A neuroma is a thickening of nerve tissue that may develop in various parts of the body. The most common neuroma in the foot is a Morton’s Neuroma, which occurs at the base of the 3rd & 4th toes. It is sometimes referred to as an intermetatarsal neuroma. “Intermetatarsal” describes its location- in the ball of the foot between the metatarsal bones (the bones extending from the toes to the midfoot). Neuromas may also occur in other locations in the foot.
The thickening, or enlargement, of the nerve that defines a neuroma is the results of compression and irritation of the nerve. This compression creates swelling of the nerve, eventually leading to permanent nerve damage.
Symptoms of a Morton’s Neuroma
If you have a Morton’s Neuroma, you will probably have one or more of these symptoms where the nerve damage is occurring:
- These symptoms begin gradually. At first they occur only occasionally, when wearing narrow-toed shoes or performing certain aggravating activities.
- The symptoms may go away temporarily by massaging the foot or by avoiding aggravating shoes or activities.

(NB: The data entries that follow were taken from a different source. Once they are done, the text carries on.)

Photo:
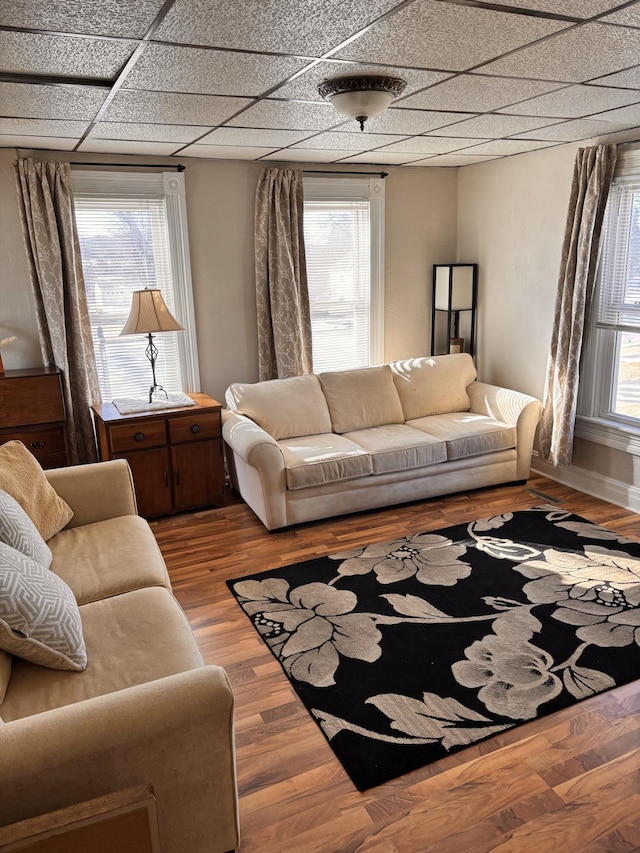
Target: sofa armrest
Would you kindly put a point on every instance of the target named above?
(511, 407)
(96, 491)
(175, 734)
(257, 468)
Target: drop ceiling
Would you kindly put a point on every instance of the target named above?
(214, 79)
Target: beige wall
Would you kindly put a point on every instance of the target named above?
(420, 231)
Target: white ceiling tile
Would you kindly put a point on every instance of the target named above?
(64, 102)
(571, 131)
(413, 121)
(583, 53)
(50, 143)
(32, 53)
(508, 146)
(43, 127)
(213, 72)
(574, 102)
(346, 141)
(429, 145)
(119, 146)
(575, 8)
(289, 115)
(380, 158)
(490, 126)
(171, 107)
(431, 34)
(303, 156)
(225, 152)
(629, 79)
(476, 93)
(97, 17)
(628, 116)
(454, 160)
(305, 87)
(146, 132)
(305, 27)
(248, 136)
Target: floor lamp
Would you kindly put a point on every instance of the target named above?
(149, 314)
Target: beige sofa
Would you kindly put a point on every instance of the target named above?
(317, 446)
(146, 710)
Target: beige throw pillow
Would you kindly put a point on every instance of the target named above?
(359, 399)
(22, 477)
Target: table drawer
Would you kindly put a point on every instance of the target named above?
(196, 428)
(41, 442)
(137, 436)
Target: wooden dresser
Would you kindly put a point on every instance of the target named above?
(175, 455)
(32, 411)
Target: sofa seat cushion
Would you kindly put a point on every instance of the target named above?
(468, 434)
(318, 459)
(108, 558)
(359, 399)
(285, 408)
(434, 386)
(131, 639)
(396, 447)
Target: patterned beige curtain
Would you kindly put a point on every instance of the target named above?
(56, 275)
(284, 322)
(592, 176)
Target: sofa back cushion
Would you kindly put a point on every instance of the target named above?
(359, 399)
(285, 408)
(434, 385)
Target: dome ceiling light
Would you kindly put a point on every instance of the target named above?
(361, 97)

- Over time the symptoms progressively worsen and may persist for several days or weeks.
- The symptoms become more intense as the neuroma enlarges and the temporary changes in the nerve become permanent.
What Causes a Neuroma?
Anything that causes compression or irritation of the nerve can lead to the development of a neuroma. One of the most common offenders is wearing shoes that a tapered toe box, or high-heeled shoes that cause the toes to be forced into the toe box.